Civil Rights Timeline Activity

  • 14th Amendment

    14th Amendment
    The amendment allowed all people who were born or naturalized in the US, to be considered a citizen of the country no matter the circumstances, this also meant that no states in the country should make laws that affect the peoples privileges.
  • 13th Amendment

    13th Amendment
    This amendment declared that slavery should be no more, meaning that it abolished slavery, and involuntary servitude, except as a punishment in crime towards African Americans
  • 15th Amendment

    15th Amendment
    This amendment allowed the rights of citizens to vote should not be abridged or interfered with by any state because of color, race, or previous experience with slavery, or servitude.
  • Plessey v. Ferguson

    Plessey v. Ferguson
    This case revolved around the idea that racial segregation could happen to public places as long as they are equal in quality, or "Separate to be Equal".
  • Truman desegregating the military

    Truman desegregating the military
    In this event President Truman gave an executive order to abolish racial discrimination in the United States Armed Forces.
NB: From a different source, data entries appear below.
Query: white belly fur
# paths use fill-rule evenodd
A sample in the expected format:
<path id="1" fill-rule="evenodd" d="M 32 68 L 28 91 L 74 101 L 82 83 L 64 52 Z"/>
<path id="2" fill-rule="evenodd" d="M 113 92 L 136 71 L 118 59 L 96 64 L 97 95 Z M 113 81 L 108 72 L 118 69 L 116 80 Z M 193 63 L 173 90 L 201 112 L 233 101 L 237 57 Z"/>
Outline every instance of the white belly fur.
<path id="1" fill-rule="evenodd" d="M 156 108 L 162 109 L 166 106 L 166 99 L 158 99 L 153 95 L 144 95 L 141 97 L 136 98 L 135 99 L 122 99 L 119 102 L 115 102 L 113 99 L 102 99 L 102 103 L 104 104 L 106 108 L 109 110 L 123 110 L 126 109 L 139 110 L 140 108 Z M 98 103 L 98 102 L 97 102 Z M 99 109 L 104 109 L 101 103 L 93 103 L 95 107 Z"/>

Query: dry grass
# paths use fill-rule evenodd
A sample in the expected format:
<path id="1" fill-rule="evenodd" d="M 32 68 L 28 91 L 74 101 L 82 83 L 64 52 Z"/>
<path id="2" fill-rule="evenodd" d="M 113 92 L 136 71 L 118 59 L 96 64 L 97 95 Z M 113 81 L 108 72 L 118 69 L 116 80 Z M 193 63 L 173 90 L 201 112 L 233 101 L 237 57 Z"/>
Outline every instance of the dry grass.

His actions lead to the end of segregation services, towards African Americans, and colored people
  • Brown V. Board of Education

    Brown V. Board of Education
    In this case, a plaintiff named Oliver Brown filed a class-suit against the Board of Education of Topeka, Kansas, after his daughter, Linda Brown, was denied entrance to Topeka’s all-white elementary schools. Brown claimed that schools for black children were not equal to the white schools, and that segregation violated the so-called “equal protection clause” of the 14th Amendment.
  • Rosa Parks / Montgomery Bus Boycott

    Rosa Parks / Montgomery Bus Boycott
    In this period of time, the Montgomery Bus Boycott was a civil-rights protest that African Americans did, to prove that they would refuse to ride city buses, to protest against segregation. Four days before the boycott began, Rosa Parks, an African-American woman, was arrested and fined $10 and 4 more for her court fees, and also for refusing to yield her bus seat to a white man.
  • Little Rock Crisis

    Little Rock Crisis
    The Little Rock Nine were a group of nine black students who enrolled at formerly all-white Central High School in Little Rock, Arkansas. Despite the preventing of their entrance to the school, with guards standing in front of the schools entrance, the nine students registered to be the first African Americans to attend Central High School.
  • Sit-in movement

    Sit-in movement
    Sit-in's in restaurants first began when four students from North Carolina A & T College sat down at a Woolworth lunch counter in downtown Greensboro, North Carolina. In the sit-in's it was simple sit quietly and wait to be served. Often the participants would be disrespected and threatened by local customers. SIT-IN organizers believed that if the violence were only on the part of the white community, the world would see the righteousness of their cause.
  • Freedom Riders

    Freedom Riders
    Freedom Riders were groups of white and African American civil rights activists who participated in Freedom Rides, bus trips through the American South to protest segregated bus terminals. Most of the time the riders were confronted with police officers that arrested them, as well as horrific violence from white protesters along their routes, but also drew international attention to their cause.
  • James Meredith and Ole Miss

    James Meredith and Ole Miss
    This event was about measures safely being taken to transport James Meredith to the University of Mississippi, where he enrolled in accordance with a U.S. Supreme Court decision upholding desegregation of the institution. He was to be protected because of the Ole Miss riot that had occurred, because of his enrollment.